Consequências para o objetivo do programa
O uso do benefício em itens como apostas, cigarros e bebidas compromete o propósito do programa. Ao destinar o dinheiro a esses fins, os beneficiários correm o risco de não garantir o sustento familiar adequado, prejudicando a própria qualidade de vida. As propostas em tramitação buscam evitar esse desperdício e assegurar que o Bolsa Família realmente chegue a quem mais precisa.
O papel do Tribunal de Contas da União (TCU)
Em setembro de 2024, o Tribunal de Contas da União (TCU) recomendou uma revisão no Bolsa Família, apontando falhas de gestão e cobertura do programa. Segundo o TCU, o programa apresenta cobertura regional desigual e base de dados desatualizada, que podem comprometer a eficácia da transferência de renda.
O TCU sugeriu uma metodologia de avaliação mais rigorosa, que ajudaria a garantir que o programa atenda apenas as famílias que realmente precisam, evitando gastos desnecessários e possíveis fraudes. Essa recomendação pode resultar em uma economia de até R$ 12,9 bilhões para os cofres públicos.
Considerações finais
As propostas de limitar o uso do Bolsa Família, proibindo compras de cigarros, bebidas alcoólicas e apostas, refletem a preocupação com a eficiência do gasto público e a aplicação dos recursos para fins de segurança alimentar. No entanto, especialistas alertam que as restrições precisam ser complementadas com políticas de educação financeira e de combate aos vícios, para que tenham um impacto real.

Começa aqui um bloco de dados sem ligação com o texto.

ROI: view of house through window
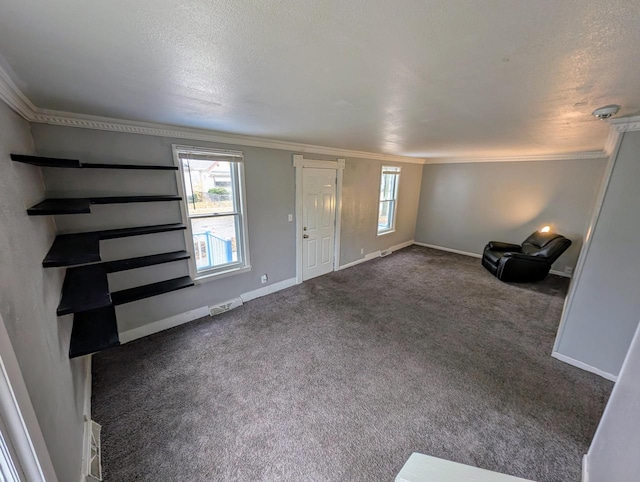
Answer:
[378,166,400,234]
[178,149,246,274]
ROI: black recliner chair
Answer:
[482,231,571,282]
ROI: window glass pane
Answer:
[378,201,394,232]
[182,158,237,216]
[191,214,240,272]
[380,174,398,201]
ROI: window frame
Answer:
[172,144,251,283]
[376,165,402,236]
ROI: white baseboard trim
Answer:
[336,239,416,271]
[389,239,416,252]
[551,351,618,382]
[240,278,296,303]
[413,241,571,278]
[336,251,380,271]
[80,355,93,482]
[120,306,209,343]
[82,355,93,418]
[120,278,296,344]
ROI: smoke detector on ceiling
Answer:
[591,104,620,120]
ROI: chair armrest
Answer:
[485,241,522,253]
[502,252,549,264]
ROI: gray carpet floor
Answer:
[92,246,612,482]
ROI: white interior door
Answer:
[302,167,336,281]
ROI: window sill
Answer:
[193,266,251,285]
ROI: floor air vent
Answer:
[209,298,242,316]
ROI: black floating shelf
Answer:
[42,233,101,268]
[111,276,194,305]
[69,305,120,358]
[57,264,111,316]
[27,195,182,216]
[101,251,189,273]
[57,251,189,316]
[11,154,178,171]
[42,223,186,268]
[27,199,91,216]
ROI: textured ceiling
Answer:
[0,0,640,157]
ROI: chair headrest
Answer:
[522,231,564,249]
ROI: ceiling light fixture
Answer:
[591,104,620,120]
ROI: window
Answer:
[175,146,249,279]
[378,166,400,235]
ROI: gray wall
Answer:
[0,103,86,481]
[556,132,640,376]
[340,159,422,265]
[416,159,606,271]
[587,320,640,482]
[32,124,421,332]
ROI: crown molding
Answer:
[0,66,425,164]
[425,151,609,164]
[609,116,640,132]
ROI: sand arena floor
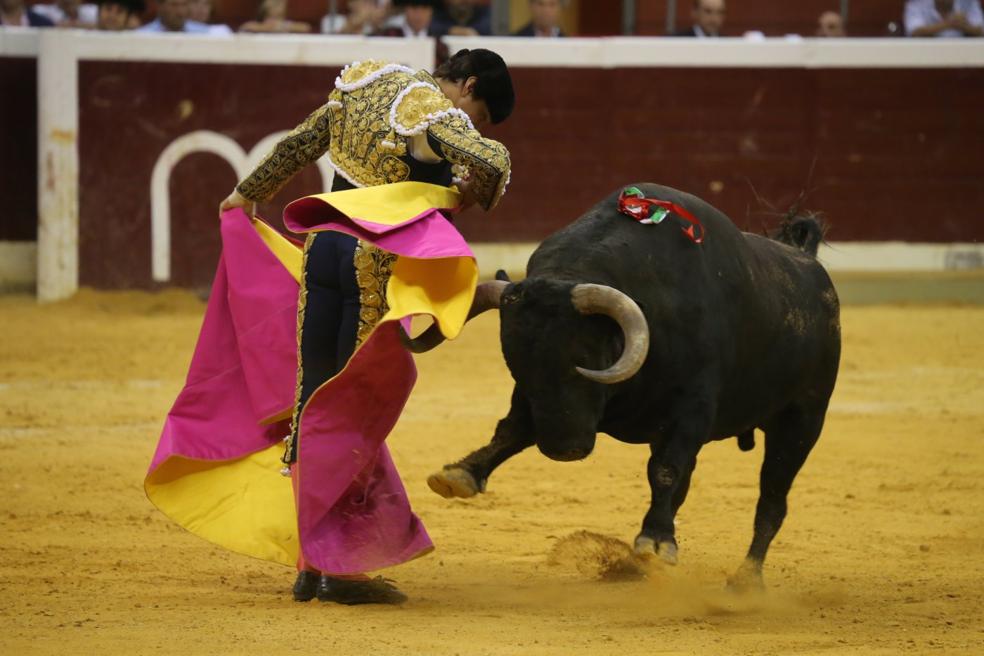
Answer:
[0,292,984,656]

Essas mudanças no programa representam um esforço de controle, mas, sozinhas, podem não resolver o problema do uso indevido. O sucesso dessas propostas dependerá de uma fiscalização eficaz e de uma abordagem integrada, que contemple tanto a responsabilidade no uso do benefício quanto o apoio ao desenvolvimento econômico e social das famílias beneficiadas.